This is a portrait of the Maharaja as a child, where he is standing and looking towards the right side. He has a sword in his right hand and is wearing glittering garments, and a turban with a protruding head jewel. He is also wearing a belt around his waist which is embroidered, as well as jewel crusted. In the background is a huge couch with fringe details on the bottom.

Maharaja Mohindra Singh

Maharaja Mohindra Singh (1852, r.1862-1876)
Maharaja of Patiala

Albumen print on carte-de-visite, c. 1875
Size: 4 x 2.5 in. (10.2 x 6.4 cm)

Inscription: HH the late Maharajah of Puthala

Mohindra Singh was the son of Narinder Singh, Maharaja of the State of Patiala. He was a member of the Phulkian Dynasty and succeeded to the throne in 1862 while still a child. Thus, a council of regency ran the state government until he came of age in 1870.

The Sirhind Canal project was completed during Mohindra Singh’s reign. The Mohindra College was founded and made as a palatial building for the promotion of higher education, which was given free. The telegraph line between Patiala and Ambala was also constructed during this reign. Mohindra Singh died in 1876 and was succeeded by his young son Rajinder Singh who was born in 1872.

This is a full length photograph of the Maharaja, standing with both his arms in the front, clasping an intricately designed sword. He is wearing a tunic, leggings, heavily embroidered cape and his turban is adorned with different kinds of jewels. He is also wearing the badges and honours given to him by the British Government which stands out, even beside multiple necklaces and sash worn by him. The backdrop is a curtain, which hints that the photograph was taken at the studio of the photographer.

Shrimant Anandrao Puar III

Shrimant Anandrao Puar III (1844, r.1864-1898)
Maharaja of Dhar

Albumen print on carte-de-visite, c. 1875
Size: 4 x 2.5 in. (10.2 x 6.4 cm)

Inscription: HH the Rajah of Dhar

Anandrao Puar III was born 8th April 1844 and became the 9th Raja of Dhar. He succeeded to the throne by adoption and his investiture was held on 21st November 1864. He married twice, as his first wife had died. His second wife also died prematurely, following which he adopted a son. He died in 1898.

Anandrao Puar III adopted Shrimant Udajirao Sambajirao Puar, the youngest son of his half-brother, Shrimant Sambajirao Puar. However, Udajirao was only 12 years when Anandrao III died. As a result, the ruling was under the regency council from 1898 to 1904, till Udajirao came of age to assume his duties as a Maharaja.

In this image of the Maharaja, he is sitting on a chair, holding a sword in his right hand that appears longer than his lower body, which might have been the cause of probable achondroplasia.
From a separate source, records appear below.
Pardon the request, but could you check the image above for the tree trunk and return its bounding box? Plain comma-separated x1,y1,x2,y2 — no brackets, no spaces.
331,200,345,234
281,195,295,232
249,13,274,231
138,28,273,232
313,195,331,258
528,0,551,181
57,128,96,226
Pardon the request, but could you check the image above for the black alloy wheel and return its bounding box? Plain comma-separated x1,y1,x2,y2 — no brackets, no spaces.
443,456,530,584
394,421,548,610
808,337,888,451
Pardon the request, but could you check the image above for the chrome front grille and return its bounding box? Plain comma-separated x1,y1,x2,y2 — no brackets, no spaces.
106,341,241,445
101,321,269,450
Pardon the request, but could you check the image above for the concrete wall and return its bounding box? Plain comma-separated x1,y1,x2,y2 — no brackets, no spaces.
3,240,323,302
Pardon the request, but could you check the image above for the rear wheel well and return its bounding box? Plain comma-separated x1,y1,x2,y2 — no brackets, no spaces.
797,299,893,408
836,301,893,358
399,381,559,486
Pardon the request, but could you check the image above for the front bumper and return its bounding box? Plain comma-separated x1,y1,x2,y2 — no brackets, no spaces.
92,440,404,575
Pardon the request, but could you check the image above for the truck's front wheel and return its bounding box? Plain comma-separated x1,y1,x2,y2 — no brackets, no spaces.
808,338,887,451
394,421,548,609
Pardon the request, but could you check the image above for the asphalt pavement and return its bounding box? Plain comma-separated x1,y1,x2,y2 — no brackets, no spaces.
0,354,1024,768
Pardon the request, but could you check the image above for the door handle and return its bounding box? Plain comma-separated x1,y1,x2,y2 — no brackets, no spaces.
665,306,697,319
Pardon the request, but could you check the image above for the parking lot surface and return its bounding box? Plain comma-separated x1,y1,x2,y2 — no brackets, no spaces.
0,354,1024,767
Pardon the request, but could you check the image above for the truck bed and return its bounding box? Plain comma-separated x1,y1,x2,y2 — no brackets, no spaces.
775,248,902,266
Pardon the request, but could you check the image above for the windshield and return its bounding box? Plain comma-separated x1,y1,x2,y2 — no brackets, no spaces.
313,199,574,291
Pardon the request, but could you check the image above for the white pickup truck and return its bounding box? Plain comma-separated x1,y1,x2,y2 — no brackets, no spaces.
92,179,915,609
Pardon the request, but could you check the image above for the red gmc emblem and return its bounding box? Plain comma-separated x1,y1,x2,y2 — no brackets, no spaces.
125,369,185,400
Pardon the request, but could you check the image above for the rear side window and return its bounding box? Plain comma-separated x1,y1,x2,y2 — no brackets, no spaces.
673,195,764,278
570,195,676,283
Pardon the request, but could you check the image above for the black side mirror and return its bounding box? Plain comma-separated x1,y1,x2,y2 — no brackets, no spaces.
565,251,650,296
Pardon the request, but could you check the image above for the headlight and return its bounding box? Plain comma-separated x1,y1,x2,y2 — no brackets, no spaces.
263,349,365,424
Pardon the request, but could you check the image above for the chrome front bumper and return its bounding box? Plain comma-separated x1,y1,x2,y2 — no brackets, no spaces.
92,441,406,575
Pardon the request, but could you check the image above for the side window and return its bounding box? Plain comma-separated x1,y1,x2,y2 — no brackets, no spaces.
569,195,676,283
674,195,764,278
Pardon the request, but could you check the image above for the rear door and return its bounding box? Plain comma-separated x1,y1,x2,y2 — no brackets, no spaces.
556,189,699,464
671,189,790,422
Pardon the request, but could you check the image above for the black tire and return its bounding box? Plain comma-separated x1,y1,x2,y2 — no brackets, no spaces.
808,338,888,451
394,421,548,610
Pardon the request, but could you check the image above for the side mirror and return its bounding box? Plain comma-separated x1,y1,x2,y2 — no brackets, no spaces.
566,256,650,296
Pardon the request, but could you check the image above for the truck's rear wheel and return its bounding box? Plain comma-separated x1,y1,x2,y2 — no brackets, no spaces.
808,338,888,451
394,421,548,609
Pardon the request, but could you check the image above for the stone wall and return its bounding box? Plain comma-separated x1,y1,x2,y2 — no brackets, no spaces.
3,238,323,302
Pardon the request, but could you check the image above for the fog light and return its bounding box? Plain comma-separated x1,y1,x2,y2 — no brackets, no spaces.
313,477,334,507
He is resting one of his feet on a stool kept in front of him. He is resting his other hand on a pile of books kept on the table beside him, which is decorated with a flower vase. The Maharaja is adorned with the jewelled, traditional head gear and multiple necklaces with varying lengths. This is one of the few portraits where the subject is looking directly at the camera and smiling.

Maharao Raja Ram Singh

Maharao Raja Ram Singh (1811, r.1821-1889)
Maharaja of Bundi

Albumen print on carte-de-visite, c. 1875
Size: 4 x 2.5 in. (10.2 x 6.4 cm)

Inscription: HH the Maharajah of Bhoondee

Raja Ram Singh, the 21st Maharao of Bundi, was born in 1811 and succeeded to the throne in 1821. He married three times, first to Maharani Gulab Kanwar, then to Maharani Chandrabhan Kunwari and lastly to a Maharani from Nagod.

He grew up to be a much-respected ruler who initiated economic and administrative reforms, and established schools for teaching of Sanskrit. He ruled the throne for 68 years and was described as a grand specimen of the Rajput gentleman and “The most conservative prince in conservative Rajputana.” His rule was popular and beneficial. During the mutiny of 1857 his attitude was equivocal, yet he continued to enjoy the confidence of the British.

He died in 1889 and was succeeded by his adopted son Raghubir Singh.

In this image, the Maharaja is seated cross-legged on a heavily embroidered sheet along with patterned backrest and cushions on his either side, and is looking towards his left. Here he is wearing the traditional attire with his sword and shield resting on his lap. His turban is decorated with jewels and stones and alongwith his necklaces.